Saturday, October 11, 2008

Andromeda - Chimera

Andromeda's third attempt at being a progressive band fails about as hard as Mickey Mouse in a knife fight with Jack The Ripper and Minnie Mouse in a rape scenario with the Boston Strangler. Instead of being a progressive band with a set of worthwhile songs ready to spread like the next sexually transmitted disease from your local college, Andromeda, content with leaving their only truly worthwhile release, Extension of the Wish, working double time without overtime pay, seemingly have felt safe releasing the next album to hailed by fans of musicians pretending to be the next breakout progressive metal band. The lack of balls in the album's tone, seemingly exchanged for a Fabergé egg production with a focus on NASA level precision and clinicality and slip-n-slide slickness, holds much of the album back - especially the good parts (there are no great parts) - This bland tone has inclined me to be more comfortable with categorizing Chimera as a prog-rock album instead of a progressive metal album. Yes, in Andromeda's search for the sky, NASA production has screwed them over.

David Fremberg and Martin Hedin, I'm convinced, ruin everything they touch. David Fremberg's would feel comfortable in a airy white button down shirt that cost too much dancing gaily with Martin Hedin belting out slightly more technically proficient Backstreet Boy tunes. I loved Andromeda when I heard the pre-Fremberg (Fremberg?) version of Extension of The Wish - Mackrory was nowhere near as talented a vocalist as David however when he unleashes in The Words Unspoken, I am hooked for some reason.

Sadly, Johan Reinholdz has really held back on the recent releases. You can tell I am a die hard fan of Extension of the Wish. Chimera is the perfect example as to Reinholdz's recent impetus to "focus on the song." The main problem with this line of thought is that, I never cared about how convincing the 'song' in Andromeda was... I just wanted to hear Johan unleash guitar leads blistering enough to compel Petrucci to suck his thumbs and Herman Li to desperately search for his diapers and pacifier.

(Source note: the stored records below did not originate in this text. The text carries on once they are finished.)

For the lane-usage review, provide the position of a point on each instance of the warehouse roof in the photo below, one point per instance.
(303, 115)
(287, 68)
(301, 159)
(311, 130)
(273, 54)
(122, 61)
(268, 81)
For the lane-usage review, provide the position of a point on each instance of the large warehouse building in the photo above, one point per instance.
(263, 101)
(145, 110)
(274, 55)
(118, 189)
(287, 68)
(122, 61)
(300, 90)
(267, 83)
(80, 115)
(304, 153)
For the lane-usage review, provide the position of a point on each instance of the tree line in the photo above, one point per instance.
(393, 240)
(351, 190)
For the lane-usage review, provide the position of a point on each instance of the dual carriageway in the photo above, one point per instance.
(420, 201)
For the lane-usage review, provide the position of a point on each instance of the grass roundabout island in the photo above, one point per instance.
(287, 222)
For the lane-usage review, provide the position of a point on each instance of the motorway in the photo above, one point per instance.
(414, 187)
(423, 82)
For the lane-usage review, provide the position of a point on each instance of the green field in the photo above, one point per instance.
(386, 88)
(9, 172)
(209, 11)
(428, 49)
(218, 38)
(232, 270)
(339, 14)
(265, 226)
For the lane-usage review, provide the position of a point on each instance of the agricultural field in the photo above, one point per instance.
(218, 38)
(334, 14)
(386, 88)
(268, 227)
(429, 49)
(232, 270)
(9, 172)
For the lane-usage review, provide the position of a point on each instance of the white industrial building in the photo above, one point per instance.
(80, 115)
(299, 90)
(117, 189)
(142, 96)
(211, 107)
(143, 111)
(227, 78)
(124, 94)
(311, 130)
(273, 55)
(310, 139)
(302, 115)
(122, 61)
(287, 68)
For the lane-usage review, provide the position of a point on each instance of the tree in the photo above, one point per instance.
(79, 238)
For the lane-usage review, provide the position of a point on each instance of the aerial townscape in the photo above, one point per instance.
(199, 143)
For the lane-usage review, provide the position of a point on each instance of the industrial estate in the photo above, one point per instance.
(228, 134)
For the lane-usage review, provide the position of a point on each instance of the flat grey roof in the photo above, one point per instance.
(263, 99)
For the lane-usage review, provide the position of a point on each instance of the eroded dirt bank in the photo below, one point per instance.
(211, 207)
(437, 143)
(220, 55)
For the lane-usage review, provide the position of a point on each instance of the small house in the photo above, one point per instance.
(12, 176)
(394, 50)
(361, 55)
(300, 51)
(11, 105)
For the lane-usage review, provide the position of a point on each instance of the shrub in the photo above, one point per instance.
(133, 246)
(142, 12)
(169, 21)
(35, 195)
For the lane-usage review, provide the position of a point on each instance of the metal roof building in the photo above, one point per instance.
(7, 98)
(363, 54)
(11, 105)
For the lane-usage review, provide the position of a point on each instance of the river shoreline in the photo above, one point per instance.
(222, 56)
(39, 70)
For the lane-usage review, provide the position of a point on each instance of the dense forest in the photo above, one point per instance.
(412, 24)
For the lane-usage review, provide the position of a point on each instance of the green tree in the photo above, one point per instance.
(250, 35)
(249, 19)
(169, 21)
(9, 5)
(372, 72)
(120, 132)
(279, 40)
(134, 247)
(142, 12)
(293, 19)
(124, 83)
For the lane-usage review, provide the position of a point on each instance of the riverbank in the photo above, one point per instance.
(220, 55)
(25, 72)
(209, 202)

On the whole album, Only near the halfway mark of "Blink of an Eye" do you really get a taste at what Johan can do with his instrument. While prog-heads would sit in amazement at the density of the lyrical prowess and well defined (yet to my ears fairly straightforward) compositional structure, I find myself wishing I was listening to the energetic and decisively metal attack of the debut and, I must admit, moments of II=I.

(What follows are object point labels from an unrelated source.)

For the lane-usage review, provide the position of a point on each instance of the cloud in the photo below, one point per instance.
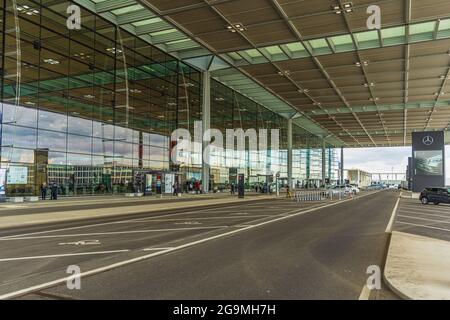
(378, 160)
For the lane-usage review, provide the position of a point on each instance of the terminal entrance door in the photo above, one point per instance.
(41, 164)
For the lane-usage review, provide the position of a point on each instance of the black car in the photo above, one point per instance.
(435, 195)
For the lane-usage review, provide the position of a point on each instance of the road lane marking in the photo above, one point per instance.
(365, 293)
(110, 233)
(422, 214)
(184, 246)
(204, 218)
(423, 226)
(423, 210)
(425, 219)
(188, 223)
(162, 215)
(392, 219)
(81, 243)
(63, 255)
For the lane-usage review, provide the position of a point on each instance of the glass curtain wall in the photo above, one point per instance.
(88, 109)
(85, 108)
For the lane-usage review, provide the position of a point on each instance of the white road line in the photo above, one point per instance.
(424, 208)
(62, 255)
(422, 214)
(110, 233)
(424, 226)
(425, 219)
(365, 293)
(431, 212)
(391, 221)
(203, 218)
(162, 215)
(155, 254)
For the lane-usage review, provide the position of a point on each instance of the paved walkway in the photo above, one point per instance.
(417, 265)
(27, 214)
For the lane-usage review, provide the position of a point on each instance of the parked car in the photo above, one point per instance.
(435, 195)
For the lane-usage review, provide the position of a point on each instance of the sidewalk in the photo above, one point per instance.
(418, 267)
(71, 210)
(418, 261)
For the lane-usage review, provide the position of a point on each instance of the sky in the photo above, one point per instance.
(385, 160)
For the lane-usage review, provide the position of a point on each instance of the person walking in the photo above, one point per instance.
(54, 190)
(43, 191)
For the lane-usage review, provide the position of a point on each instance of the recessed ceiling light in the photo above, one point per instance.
(51, 61)
(27, 10)
(236, 27)
(187, 85)
(360, 63)
(284, 73)
(114, 50)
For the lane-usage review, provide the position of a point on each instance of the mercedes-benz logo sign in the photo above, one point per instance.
(428, 140)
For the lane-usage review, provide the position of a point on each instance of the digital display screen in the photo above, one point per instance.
(429, 163)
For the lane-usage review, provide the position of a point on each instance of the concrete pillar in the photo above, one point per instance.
(206, 123)
(324, 163)
(342, 166)
(290, 153)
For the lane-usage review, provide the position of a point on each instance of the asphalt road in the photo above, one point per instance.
(323, 254)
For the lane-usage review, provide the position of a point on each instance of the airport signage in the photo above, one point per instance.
(428, 160)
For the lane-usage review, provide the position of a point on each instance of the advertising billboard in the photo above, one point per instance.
(429, 163)
(18, 175)
(428, 160)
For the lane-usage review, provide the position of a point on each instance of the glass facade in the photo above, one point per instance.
(89, 108)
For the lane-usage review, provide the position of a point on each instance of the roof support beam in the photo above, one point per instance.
(407, 64)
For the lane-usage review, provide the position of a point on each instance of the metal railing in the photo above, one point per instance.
(320, 195)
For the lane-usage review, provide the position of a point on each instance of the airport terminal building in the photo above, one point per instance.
(93, 108)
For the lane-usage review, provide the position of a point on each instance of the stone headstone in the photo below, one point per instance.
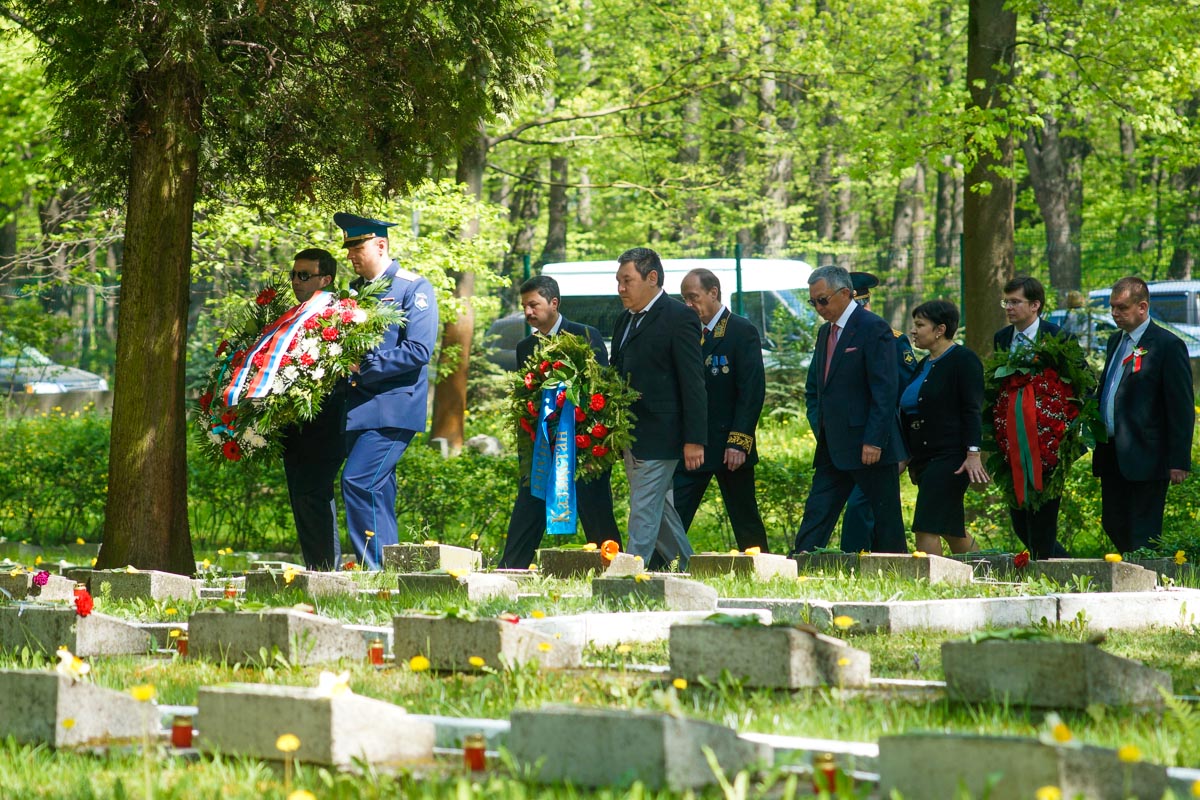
(595, 747)
(313, 584)
(473, 585)
(675, 594)
(47, 629)
(301, 637)
(769, 656)
(935, 569)
(1099, 575)
(41, 707)
(450, 643)
(625, 564)
(249, 719)
(1005, 768)
(1048, 674)
(558, 563)
(425, 558)
(762, 566)
(144, 584)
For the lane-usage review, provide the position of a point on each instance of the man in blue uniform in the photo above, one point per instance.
(388, 397)
(858, 522)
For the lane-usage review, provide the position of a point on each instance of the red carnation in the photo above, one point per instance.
(84, 603)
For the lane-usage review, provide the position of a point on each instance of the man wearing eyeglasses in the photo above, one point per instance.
(388, 398)
(1024, 300)
(313, 451)
(851, 395)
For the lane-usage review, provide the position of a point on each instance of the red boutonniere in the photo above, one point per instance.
(1135, 356)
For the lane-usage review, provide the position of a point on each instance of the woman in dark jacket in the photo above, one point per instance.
(941, 419)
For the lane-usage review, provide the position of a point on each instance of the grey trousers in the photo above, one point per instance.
(654, 524)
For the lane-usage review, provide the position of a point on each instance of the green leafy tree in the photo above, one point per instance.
(313, 101)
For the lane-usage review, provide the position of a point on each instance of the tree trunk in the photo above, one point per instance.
(450, 392)
(988, 205)
(145, 516)
(556, 228)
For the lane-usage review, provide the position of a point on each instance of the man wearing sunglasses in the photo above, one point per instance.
(851, 397)
(315, 451)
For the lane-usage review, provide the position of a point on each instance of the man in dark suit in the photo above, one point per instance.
(539, 299)
(313, 451)
(736, 385)
(657, 343)
(858, 523)
(389, 390)
(1024, 300)
(851, 395)
(1149, 410)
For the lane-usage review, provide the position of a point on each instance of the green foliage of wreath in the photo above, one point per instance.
(603, 397)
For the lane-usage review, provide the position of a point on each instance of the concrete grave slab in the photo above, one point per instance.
(1024, 765)
(450, 643)
(676, 594)
(594, 747)
(144, 584)
(769, 656)
(301, 637)
(426, 558)
(41, 707)
(47, 629)
(1102, 576)
(558, 563)
(935, 569)
(312, 584)
(473, 585)
(247, 719)
(1048, 674)
(762, 566)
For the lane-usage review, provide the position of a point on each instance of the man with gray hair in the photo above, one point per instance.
(851, 396)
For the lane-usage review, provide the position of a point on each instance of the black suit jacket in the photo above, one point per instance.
(527, 346)
(949, 409)
(736, 385)
(1155, 411)
(661, 358)
(857, 404)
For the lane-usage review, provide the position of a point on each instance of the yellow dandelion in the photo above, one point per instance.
(143, 692)
(287, 744)
(1128, 755)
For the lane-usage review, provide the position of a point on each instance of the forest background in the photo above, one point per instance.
(941, 145)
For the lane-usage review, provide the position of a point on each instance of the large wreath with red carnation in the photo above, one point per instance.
(601, 397)
(1041, 415)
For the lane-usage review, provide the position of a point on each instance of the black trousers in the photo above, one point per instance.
(312, 455)
(831, 489)
(1132, 511)
(1038, 530)
(528, 521)
(737, 492)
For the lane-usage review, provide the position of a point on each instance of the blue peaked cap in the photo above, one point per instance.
(358, 229)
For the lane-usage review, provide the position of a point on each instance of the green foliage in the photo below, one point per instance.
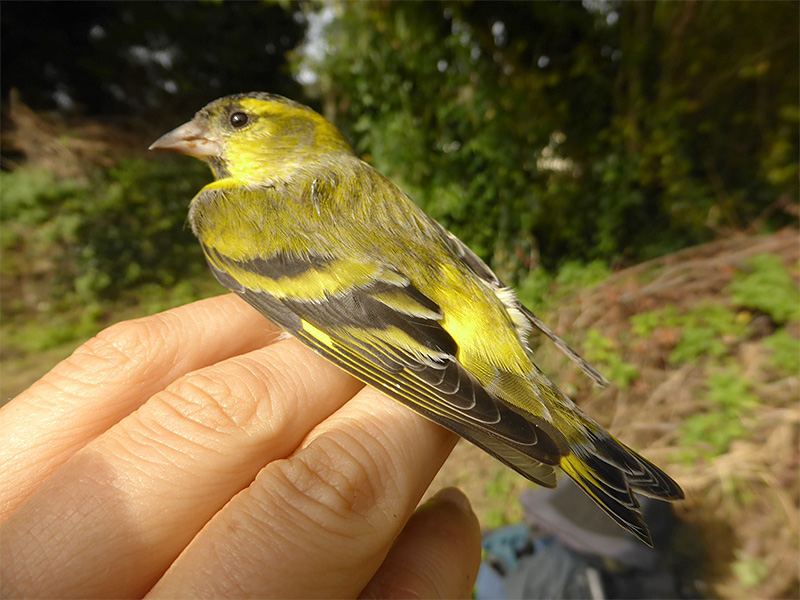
(709, 434)
(117, 229)
(697, 343)
(499, 492)
(706, 330)
(592, 138)
(606, 355)
(785, 351)
(765, 285)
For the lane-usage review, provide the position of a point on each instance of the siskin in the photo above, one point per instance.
(331, 251)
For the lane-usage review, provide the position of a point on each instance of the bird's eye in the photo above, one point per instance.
(239, 119)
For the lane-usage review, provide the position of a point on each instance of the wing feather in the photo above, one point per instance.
(422, 373)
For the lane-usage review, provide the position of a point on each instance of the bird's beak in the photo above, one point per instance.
(191, 138)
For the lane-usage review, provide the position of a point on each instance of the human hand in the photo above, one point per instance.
(196, 453)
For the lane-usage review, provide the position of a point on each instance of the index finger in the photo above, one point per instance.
(109, 377)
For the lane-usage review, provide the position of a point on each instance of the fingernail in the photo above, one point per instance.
(454, 496)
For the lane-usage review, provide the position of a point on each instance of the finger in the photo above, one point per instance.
(437, 555)
(319, 523)
(109, 377)
(110, 521)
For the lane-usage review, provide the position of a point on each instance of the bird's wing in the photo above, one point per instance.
(485, 274)
(375, 324)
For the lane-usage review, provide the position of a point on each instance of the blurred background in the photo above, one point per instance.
(631, 168)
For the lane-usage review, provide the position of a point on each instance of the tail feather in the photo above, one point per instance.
(609, 472)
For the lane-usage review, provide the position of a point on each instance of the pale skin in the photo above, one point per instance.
(196, 453)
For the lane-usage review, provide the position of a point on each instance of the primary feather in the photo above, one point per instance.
(338, 256)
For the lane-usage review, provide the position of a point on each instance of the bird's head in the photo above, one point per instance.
(256, 138)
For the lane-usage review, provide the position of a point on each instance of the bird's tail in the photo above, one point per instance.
(609, 472)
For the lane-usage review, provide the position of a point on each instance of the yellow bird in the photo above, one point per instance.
(334, 253)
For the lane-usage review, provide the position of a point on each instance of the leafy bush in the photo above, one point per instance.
(766, 285)
(785, 351)
(729, 402)
(606, 355)
(100, 235)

Going Under is a perfect example of why this album bothers me - Bombastic keyboard / guitar lead transforming into an anti-climatic, boring and nu-metal sounding (uckk) verse. The song picks up whenever Johan is playing but he constantly takes a backseat to the rest of the less interesting instruments. Granted, Fabian Gustavsson's bass playing is impeccable and excellently performed throughout the album and Thomas Lejon maintains an excellent presence behind his Sabians and Pearls but the song falls flat on it's face, like much of the rest of the album, in terms of excitability. Throughout the album, I feel less like I am listening to the band who released a seminal album in modern progressive metal and instead, more like I am listening to every Dream Theater fan's wet dream.

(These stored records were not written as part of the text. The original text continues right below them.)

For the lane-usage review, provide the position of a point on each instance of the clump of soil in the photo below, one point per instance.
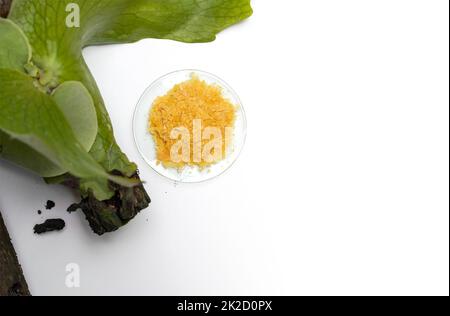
(50, 225)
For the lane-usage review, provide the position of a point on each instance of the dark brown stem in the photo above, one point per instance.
(12, 281)
(5, 5)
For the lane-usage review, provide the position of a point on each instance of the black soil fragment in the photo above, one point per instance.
(50, 225)
(50, 205)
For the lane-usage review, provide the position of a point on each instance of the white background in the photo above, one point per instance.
(342, 187)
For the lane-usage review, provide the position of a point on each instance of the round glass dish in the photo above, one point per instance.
(146, 145)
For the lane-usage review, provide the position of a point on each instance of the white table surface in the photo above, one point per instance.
(342, 187)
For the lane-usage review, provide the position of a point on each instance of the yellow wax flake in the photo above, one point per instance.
(192, 123)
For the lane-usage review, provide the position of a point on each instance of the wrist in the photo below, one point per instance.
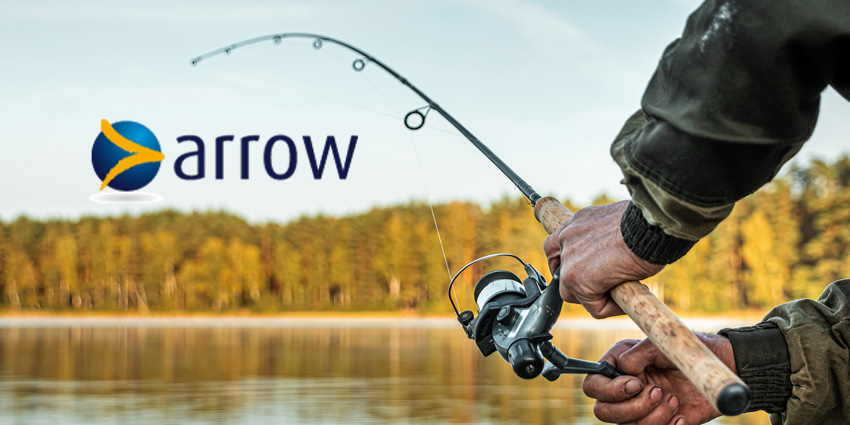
(762, 361)
(649, 242)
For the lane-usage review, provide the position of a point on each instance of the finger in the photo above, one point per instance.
(643, 354)
(663, 413)
(630, 410)
(678, 420)
(604, 388)
(611, 390)
(568, 296)
(552, 248)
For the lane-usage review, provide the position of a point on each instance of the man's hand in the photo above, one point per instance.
(652, 390)
(594, 258)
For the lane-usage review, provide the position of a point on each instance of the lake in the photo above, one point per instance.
(283, 370)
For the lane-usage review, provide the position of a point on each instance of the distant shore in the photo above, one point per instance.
(335, 319)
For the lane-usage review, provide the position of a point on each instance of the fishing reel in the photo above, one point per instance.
(514, 319)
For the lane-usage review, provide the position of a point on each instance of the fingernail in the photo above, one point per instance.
(674, 404)
(633, 386)
(655, 395)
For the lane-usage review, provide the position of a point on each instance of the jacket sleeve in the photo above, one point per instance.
(730, 102)
(797, 362)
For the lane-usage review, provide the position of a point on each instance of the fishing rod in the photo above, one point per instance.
(515, 315)
(358, 65)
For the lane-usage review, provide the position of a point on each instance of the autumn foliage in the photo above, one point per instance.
(787, 241)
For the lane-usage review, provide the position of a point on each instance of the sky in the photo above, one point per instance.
(545, 84)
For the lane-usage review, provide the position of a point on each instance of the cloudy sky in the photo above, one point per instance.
(545, 84)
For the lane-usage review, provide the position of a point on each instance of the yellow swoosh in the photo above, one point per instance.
(140, 153)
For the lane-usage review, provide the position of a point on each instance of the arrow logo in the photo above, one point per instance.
(140, 154)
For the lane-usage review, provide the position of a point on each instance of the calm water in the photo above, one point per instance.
(254, 371)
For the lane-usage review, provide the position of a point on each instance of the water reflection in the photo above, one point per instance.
(261, 371)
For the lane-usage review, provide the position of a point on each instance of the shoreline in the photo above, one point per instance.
(336, 320)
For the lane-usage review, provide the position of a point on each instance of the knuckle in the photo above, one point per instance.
(602, 412)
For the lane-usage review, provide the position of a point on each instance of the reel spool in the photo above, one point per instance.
(514, 319)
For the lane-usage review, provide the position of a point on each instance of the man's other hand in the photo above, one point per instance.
(594, 258)
(652, 390)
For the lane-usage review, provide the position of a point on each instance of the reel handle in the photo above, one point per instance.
(721, 386)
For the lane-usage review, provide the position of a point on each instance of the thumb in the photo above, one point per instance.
(640, 356)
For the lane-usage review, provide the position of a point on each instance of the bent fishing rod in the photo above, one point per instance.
(515, 316)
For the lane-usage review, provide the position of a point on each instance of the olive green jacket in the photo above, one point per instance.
(730, 102)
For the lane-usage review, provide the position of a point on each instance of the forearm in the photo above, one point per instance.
(730, 102)
(797, 361)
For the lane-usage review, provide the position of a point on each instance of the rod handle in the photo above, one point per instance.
(721, 386)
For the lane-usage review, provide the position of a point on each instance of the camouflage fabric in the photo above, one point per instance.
(730, 102)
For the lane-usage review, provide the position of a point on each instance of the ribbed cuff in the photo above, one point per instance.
(650, 242)
(763, 363)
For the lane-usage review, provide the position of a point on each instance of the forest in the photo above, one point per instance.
(786, 241)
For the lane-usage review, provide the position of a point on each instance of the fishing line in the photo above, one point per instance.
(327, 97)
(421, 174)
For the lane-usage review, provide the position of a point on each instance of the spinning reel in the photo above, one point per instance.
(515, 317)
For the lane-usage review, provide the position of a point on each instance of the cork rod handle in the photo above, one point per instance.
(722, 387)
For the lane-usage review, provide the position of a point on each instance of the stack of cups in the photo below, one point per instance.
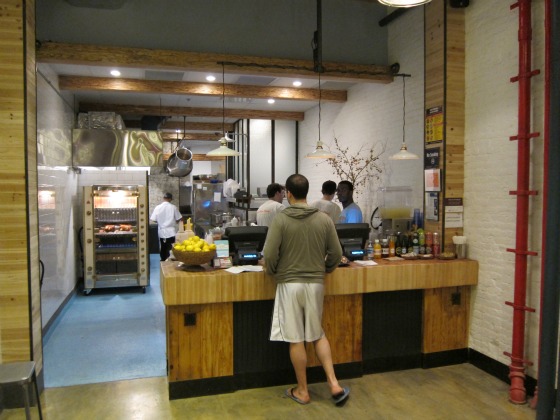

But it can't be all band right? I mean, aside from some of the horrendous vocals on "The Cage Of Me," I find the track momentarily charming in a cute girl walking past me "Yeah, thats nice," kind of way. Though, Before the song is halfway done I'm running full speed to a Wendy's, searching for the beef. Opener, "Periscope," also contains one of the album's highlights. While not as intense, or memorable (I swear I've heard it before), or even catchy as the worst riffs on "Extension," the main riff is worthy of mention as one of the high points on the album and the chorus in "Periscope," a song which, I must mention, also gets my vote as worst titled song since Disemboweled's awkwardly titled "Sperms Flowing From Nun's Vagina" and until Necropedophilia's 2006 track "Grandpa Gave Me A Japanese Vaginal Expander For X-mas," actually retains some replay value - one of the only parts of this album worth listening to maybe twice. Maybe.

Bottom line - you've heard it all before - the clean guitar interludes, the underlying keyboard, the intricate guitar lines, the competent rhythm section doing everything right but nothing wrong, the production, the song content and lyrical direction, melodies and even the vocals. Its all better found in other bands doing more interesting things better - Time Requiem for one. I wouldn't call the album stale - it's edible. Chimera is that lunch you ate every single day of the year when you were in seventh grade and your school only served one meal which had just enough taste to create the saliva to get it down, but still tasted about as vivid as the cardboard you were dared to eat by your friends.